Wade takes us along for a ride

Updated: December 23, 2009, 12:03 PM ET
By Ryan Corazza | Special to ESPN.com

Miami Heat guard Dwyane Wade doesn't wear a seat belt.

[+] EnlargeDwyane Wade
Issac Baldizon/NBAE/Getty ImagesDwyane Wade knows how to operate on either side of the camera.

At least he didn't remember to fasten it for about the first eight minutes of his car ride to his Wade's World Foundation charity event Saturday at Boomer's, a family recreation center outside Miami. "Safety first," he said as he clicked it in.

How do I know this? Because I was there in the car with him. Well, not literally, of course. Wade was live for around six hours on his Ustream account Saturday, and these are the kind of intimate details you can learn about a guy when every waking moment of his life on a weekend afternoon are live on the Internet.

Wade took questions from fans watching him live in the car. He goofed out the window, and showed us how recent rain in the Miami area left some roads a bit flooded. He talked about his mother's church. He even called one fan from Nashville, Tenn., after those following along started dropping their phone numbers, and gave advice to her 6-year-old daughter about her burgeoning basketball game.

We saw Wade bowl, shoot Pop-a-shot and play laser tag and air hockey. We took a ride on the cameraman's go-kart as he followed Wade around the track. (Wade outclassed the camera car, of course.)

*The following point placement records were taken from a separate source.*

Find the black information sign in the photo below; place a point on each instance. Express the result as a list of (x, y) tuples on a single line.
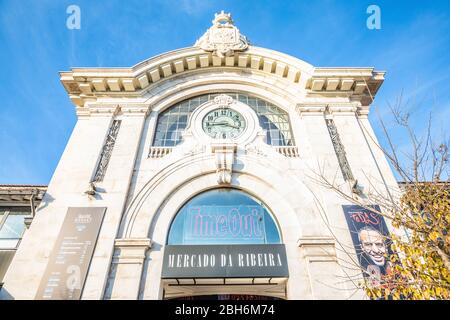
[(69, 261), (225, 261)]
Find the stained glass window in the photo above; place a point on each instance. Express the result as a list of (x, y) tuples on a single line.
[(274, 121)]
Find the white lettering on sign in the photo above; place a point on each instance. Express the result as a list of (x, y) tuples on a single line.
[(209, 260)]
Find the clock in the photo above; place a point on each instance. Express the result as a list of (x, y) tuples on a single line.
[(223, 123)]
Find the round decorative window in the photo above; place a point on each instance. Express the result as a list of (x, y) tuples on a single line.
[(223, 123), (223, 216)]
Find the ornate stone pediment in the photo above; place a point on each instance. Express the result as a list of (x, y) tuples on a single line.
[(223, 38)]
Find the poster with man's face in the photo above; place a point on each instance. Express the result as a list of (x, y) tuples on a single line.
[(370, 238)]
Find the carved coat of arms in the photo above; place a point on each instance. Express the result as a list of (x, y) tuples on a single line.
[(223, 38)]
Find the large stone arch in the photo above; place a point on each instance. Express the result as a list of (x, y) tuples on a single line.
[(292, 206), (298, 198)]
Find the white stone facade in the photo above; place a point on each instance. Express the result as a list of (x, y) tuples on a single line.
[(144, 186)]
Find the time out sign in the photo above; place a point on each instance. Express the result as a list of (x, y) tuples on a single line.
[(233, 224), (225, 261)]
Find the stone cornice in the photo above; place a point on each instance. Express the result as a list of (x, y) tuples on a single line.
[(87, 84), (108, 110), (337, 109)]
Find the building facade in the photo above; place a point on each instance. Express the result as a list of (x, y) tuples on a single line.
[(194, 173), (17, 209)]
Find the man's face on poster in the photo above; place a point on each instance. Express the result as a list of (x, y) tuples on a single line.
[(372, 243)]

Sure, this was some nice manufactured PR for Wade. He didn't take us into his nightlife world (though he did show off some dance moves on a few occasions); rather, it was a Saturday afternoon at his foundation's event. With a number of cameras from the traditional media already snapping pictures and kids within earshot of his every word, Wade was certainly on his guard. He's a pro at this stuff. He knows how to operate.

But there were also some really authentic moments. When a camera is glued to you for hours and hours and hours, it's bound to happen. As Wade exited the go-kart track, he carried his son, 7-year-old Zaire, off it. The Ustream crew who was documenting his every move grabbed him to check in on-camera and tell his fans how it went for the millionth time that day, and Wade appeared irked.

[+] EnlargeDwyane Wade
Issac Baldizon/NBAE/Getty ImagesDwyane Wade shared a sizable chunk of his Saturday on the Internet.

And on the car ride home after the event on his way to prepare some food with his chef at his self-proclaimed getaway home, with Zaire bouncing around in the seat next to him and another child in the back bopping around, as well, Wade and his assistant instituted a silent game for the kids. And as most 7-year-olds do, Wade's son had trouble sitting still and keeping quiet. Of course, this problem only magnifies with a camera in dad's face and Zaire posturing and cheesing for it.

So we saw Dwyane Wade -- NBA champion, NBA All-Star, Olympic gold medal winner, T-Mobile and Jordan pitchman -- play the role of father. Sure, he goofed around a bit with Zaire during his silent time, trying to bait him into losing the game. But he was also visibly tired as he put his hands to his face, shut his eyes quick and peered down at his BlackBerry. It was a long day, and after being active with countless kids and his own son for hours on end, he just wanted a little peace and quiet, and when he wasn't getting it, he become a bit frustrated, annoyed even. All parents get like this in moments like these, no matter how much they love their children. Hard not to. No camera in your face is going to change that.

It was a real moment of vulnerability. A sign that yes, Wade lives his life on a higher plane than most of us, but that doesn't mean he doesn't also experience the same highs and lows of adulthood, of parenthood.

"I try to be as private as I can, you know, I try to give y'all a little bit of me without giving y'all too much -- got to keep some minds still wondering," Wade said during that drive back to his place.

And during this Saturday in December, he did just that.

Ryan Corazza is a freelance writer and Web designer based in Chicago.